Sales questions for discovery, clarification, engaging prospects or gaining commitments are critical across the entire sales process. Customers never stop thinking, so salespeople should never stop crafting great sales questions that improves the quality of sales conversations.
The goal of sales questions for discovery purposes is for salespeople to have valuable conversations with various customer profiles and adapt the company’s value proposition to the unique situation of each buyer. Great conversations should happen on purpose, not by accident. But to have conversations that win, the sales questions, messages, storytelling, marketing content, and sales skills need to work together.
Sales Questions
Sales Questions
“In B2B selling only 3% of your market is actively buying at any given time, 57% are not ready and 40% are poised to begin.” – Aberdeen Group
The above percentages support the logic that sales questions must build a bridge to connect with buyers on a personal level, understand what’s important to them, get insight into their thinking, and create better options for them. The importance of asking the right sales questions is vital if a salesperson is to engage in really meaningful sales conversations with prospects or customers.
Today, buyer attention is in short supply, they are lost in a sea of more information, advertising, and messages like never before. Sales questions and conversations should be crafted to get attention, be strong signals above the noise. Sales questions that resonate with a prospect’s plans and desires. Mind share and being “top of mind” have never been more prized than they are now. Intelligent sales questions that give a buyer food for thought is a major plank in getting mind share time. So, keep your sales questions relevant and your sales conversations noteworthy.
For sales questions to get above the noise, the starting point is to understanding your customer’s needs, try to imagine the world from your customers’ point of view. Who are they, and what motivates them? What’s their day like? What are their challenges or goals? Is the relationship between seller and buyer more partnership based, purely business or transaction based?
Sales questions for discovery must fill the GAP and address what the buyer or decision makers in the company want to accomplish. Sales questions that uncovers the GAP between where they are now and where they want to be? And the GAP in the sales process is nearly always determined by the responsibilities and stance of the decision maker.
GAP sales questions for discovery should be constructed to answer insights such as;
How is the decision maker rewarded, and for what?
What is it that the decision maker has to do to earn the respect and support of his or her superiors and peers?
On what basis, and for what results, does he or she get recognized for?
It can be too easy to forget that one of the deepest subconscious needs of all people is the need for self-esteem, feeling valuable, important and worthwhile. If the series of sales questions can find out what a person needs to do to increase their self-esteem and their perceived value in their organization, and then show them that by using your product or service, they can earn the approval and appreciation of the people around them and above them, they will often be highly motivated to buy what you are selling.
“When engaging with people, remember you are not dealing with creatures of logic, but with creatures of emotion.”

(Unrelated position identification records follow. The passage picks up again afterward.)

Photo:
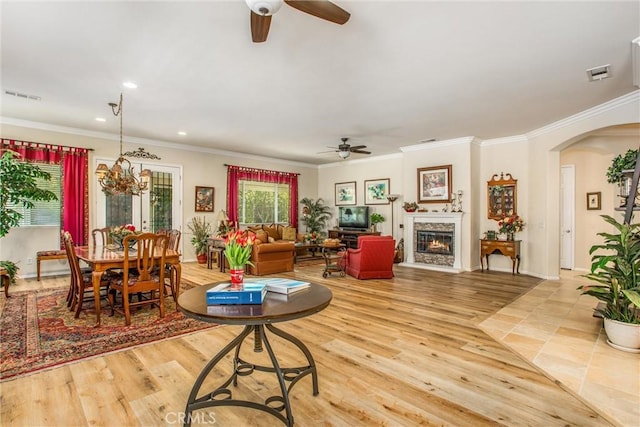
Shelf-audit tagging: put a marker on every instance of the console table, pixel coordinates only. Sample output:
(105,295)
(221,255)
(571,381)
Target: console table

sales questions for discovery success
Ten things you need to know about your customers
As stated above, in order to get a sale and a customer, you must first understand what your customers want and need and what the differences are between the two. So here is a list of 30 sales questions for discovery and qualification.
What are your short-term goals? Long-term goals?
What does this solution mean to you? What does it mean to your company?
What is your expected outcome from selecting this solution?
What is your boss hoping to accomplish in the next year?
How do your team objectives play into your department’s strategy?
What do you perceive as your greatest strength? Weakness?
How does your company evaluate the potential of new products or services?
Who has your business now? Why did you choose that vendor?
What are your buying criteria and success criteria?
Where would you put the emphasis regarding price, quality, and service?
What level of service are you looking for?
What do you like best about your present supplier? What don’t you like?
What do you look for in the companies you do business with?
What might cause you to change suppliers?
What do you like best about your current system? What would you like to see changed?
What do you perceive your needs to be? How important are they?
If you were me, how would you proceed?
Where do you go to inform yourself of developments?
What factors would influence your decision to consider changing?
What will it take for us to do business?
How soon can we begin?
What is my best shot for getting back the account?
What did we do in the last sale that impressed you most?
What do you look for in your relationship with a supplier?
Who was the best salesperson who ever called on you?
If you could change one thing about your organization, what would it be?
Do you struggle with [common pain point]?
What deadlines are you currently up against?
Which resource could you use more of?
Would you rather cut costs, save money, or increase productivity?
The use of sales questions for discovery and uncovering of opportunities is a major skill every salesperson should master via sales training. However, it takes research, planning, trial and error to gather a list of questions that work for your industry. In your sales skills arsenal, more intelligent and well thought out sales questions will deliver better results across the whole sales process.